When C1 holds, the proposed method using the method of sieves always has similar power as the method based on the true model, even if the true effect is linear and additional model complexity was assumed for the main effects (e.g., 0.786 vs. 0.789, longitudinal setting). When C1 is violated, the method of sieves results in slightly lower power than using the true model (e.g., 0.774 vs. 0.796, longitudinal setting), but the power difference is small. Moreover, the method of sieves often leads to improved power compared with the method assuming a linear main effect when the true effect is nonlinear (e.g., 0.786 vs. 0.606 when the true main effect is E₂, longitudinal setting).
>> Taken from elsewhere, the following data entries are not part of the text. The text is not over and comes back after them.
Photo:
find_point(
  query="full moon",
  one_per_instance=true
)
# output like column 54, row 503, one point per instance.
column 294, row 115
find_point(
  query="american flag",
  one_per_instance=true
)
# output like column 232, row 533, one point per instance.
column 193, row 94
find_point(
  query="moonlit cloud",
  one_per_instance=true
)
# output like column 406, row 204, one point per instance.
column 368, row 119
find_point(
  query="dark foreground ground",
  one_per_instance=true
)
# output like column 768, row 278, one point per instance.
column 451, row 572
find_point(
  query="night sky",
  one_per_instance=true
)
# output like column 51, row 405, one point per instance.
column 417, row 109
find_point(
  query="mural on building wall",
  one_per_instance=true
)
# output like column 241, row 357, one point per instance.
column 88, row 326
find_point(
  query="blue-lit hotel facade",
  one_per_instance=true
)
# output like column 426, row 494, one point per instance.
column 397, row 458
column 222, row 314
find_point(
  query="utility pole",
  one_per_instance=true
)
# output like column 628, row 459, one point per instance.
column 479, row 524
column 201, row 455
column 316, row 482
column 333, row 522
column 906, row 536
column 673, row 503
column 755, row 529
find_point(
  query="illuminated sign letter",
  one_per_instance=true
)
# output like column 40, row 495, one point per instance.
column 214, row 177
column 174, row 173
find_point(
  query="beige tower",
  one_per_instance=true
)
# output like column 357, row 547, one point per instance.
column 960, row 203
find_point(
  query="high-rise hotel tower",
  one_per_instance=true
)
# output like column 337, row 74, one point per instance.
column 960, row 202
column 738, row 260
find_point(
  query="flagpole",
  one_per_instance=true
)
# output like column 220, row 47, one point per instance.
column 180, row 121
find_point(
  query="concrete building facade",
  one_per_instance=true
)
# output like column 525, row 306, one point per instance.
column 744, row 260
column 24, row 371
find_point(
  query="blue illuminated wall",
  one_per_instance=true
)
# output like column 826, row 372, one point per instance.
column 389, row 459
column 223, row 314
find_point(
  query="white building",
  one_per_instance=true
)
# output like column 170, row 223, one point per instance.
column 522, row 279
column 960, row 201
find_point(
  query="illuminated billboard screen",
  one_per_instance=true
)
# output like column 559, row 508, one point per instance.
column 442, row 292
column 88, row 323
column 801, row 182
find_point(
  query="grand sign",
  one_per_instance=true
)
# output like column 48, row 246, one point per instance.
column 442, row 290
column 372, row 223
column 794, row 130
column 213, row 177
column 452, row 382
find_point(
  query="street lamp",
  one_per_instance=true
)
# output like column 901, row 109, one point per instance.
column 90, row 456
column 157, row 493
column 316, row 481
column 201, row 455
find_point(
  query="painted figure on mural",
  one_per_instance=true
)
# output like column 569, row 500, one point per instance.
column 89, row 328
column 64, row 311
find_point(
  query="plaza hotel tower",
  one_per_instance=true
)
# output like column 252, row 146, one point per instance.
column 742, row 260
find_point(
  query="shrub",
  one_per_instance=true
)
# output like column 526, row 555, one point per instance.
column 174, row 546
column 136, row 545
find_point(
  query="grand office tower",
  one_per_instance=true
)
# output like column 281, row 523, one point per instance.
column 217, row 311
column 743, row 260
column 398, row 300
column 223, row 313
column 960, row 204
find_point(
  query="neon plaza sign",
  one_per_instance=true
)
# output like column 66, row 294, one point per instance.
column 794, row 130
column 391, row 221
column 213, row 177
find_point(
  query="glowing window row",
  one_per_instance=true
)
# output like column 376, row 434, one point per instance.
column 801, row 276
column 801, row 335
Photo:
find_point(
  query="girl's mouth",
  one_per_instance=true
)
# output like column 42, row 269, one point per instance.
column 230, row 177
Scenario 2: Role of main effect specification of G

In the second simulation setting, we evaluated the proposed method for the main effect adjustment of G in both cross-sectional and longitudinal settings. We varied the number of SNPs (400 – 700) simulated from genotype region MECOM (821 SNPs) in Chinese Americans (775 subjects), and simulated one environmental exposure independent/dependent of the SNPs. The region was chosen to reflect a scenario where the number of SNPs is large relative to the sample size. The model is same as that in Scenario 1 with a linear main effect of E, so we omit the detailed equations and only present the parameters that are different from Scenario 1. In this scenario, five out of the 400/700 SNPs (1.3%/0.7%) are causal; (α_PC,1, α_PC,2, α_PC,3, α_PC,4) = (−2.3,−24.9, 5.6,−13.3); α_E,2 = 0 when E is independent of G and α_E,2 = 2 when E is dependent of G (e.g., ~ 25% variation in E is explained by G in the longitudinal setting). We chose a large α_E,2 to observe the type I error inflation due to main effect misspecification of G. α₄ = 0.2/0.1 for evaluating cross-sectional/longitudinal power and α₄ = 0 for evaluating type I error rate. The results are summarized in Table 2.

Type I error rate

The MinP test based on single SNP analyses has inflated type I error rate when C1 does not hold (e.g., 0.088/0.108 for 400/700 SNPs, longitudinal setting). This result is consistent with the results in Lin et al. (2013). iSKAT using a ridge regression has type I error inflation when the number of SNPs is large, especially when the number is close to the sample size (0.089 for 700 SNPs, cross-sectional setting). Supplementary Table 1 further shows an example where iSKAT has type I error rate close to one when the number of SNPs exceed the sample size. rareGE has slightly inflated type I error rate when the number of SNPs is greater than the sample size (0.072 for 700 SNPs, cross-sectional setting, Supplementary Table 1). The proposed method has well controlled type I error rate for all scenarios considered in this stimulation setting. We further evaluated PCA, PLS and weighted PCA as other possible approaches to reduce dimension of G and summarized the results in Supplementary Table 2. When C1 holds and the number of adjusted components is five, type I error rates of PLS and weighted PCA are well controlled, but that of PCA is inflated (e.g., 0.033/0.057/0.094 for PLS/weighted PCA/PCA, 700 SNPs, longitudinal setting). When the number of components increases to $m^{\frac{1}{2}}$, all three have well controlled type I error rate. The proposed methods tend to be slightly conservative due to the use of sandwich estimator as in regular GEE, even if a correct mean model is used.

Power

The proposed method has similar power as using the true model and it is more powerful than the MinP test (e.g., 0.588 vs. 0.472, 400 SNPs, longitudinal setting when E and G are independent). We also evaluated the proposed test using a model based inference for estimating Σ that is typically used for cross-sectional data. It has slightly higher power than using the sandwich estimation (e.g., 0.626 vs. 0.588, 400 SNPs, longitudinal setting when C1 holds). The power of rareGE is comparable to our proposed test using a model based inference in situations when there are no Type 1 error inflation (for example, in Table 2, both are equal (0.561) when C1 holds and the number of SNPs is 700). Moreover, Supplementary Table 2 shows that PLS has lower power than the proposed method when the number of SNPs is close to the sample size (e.g., 0.381 vs. 0.483, 700 SNPs, cross-sectional setting when C1 holds), although its type I error rate is well controlled.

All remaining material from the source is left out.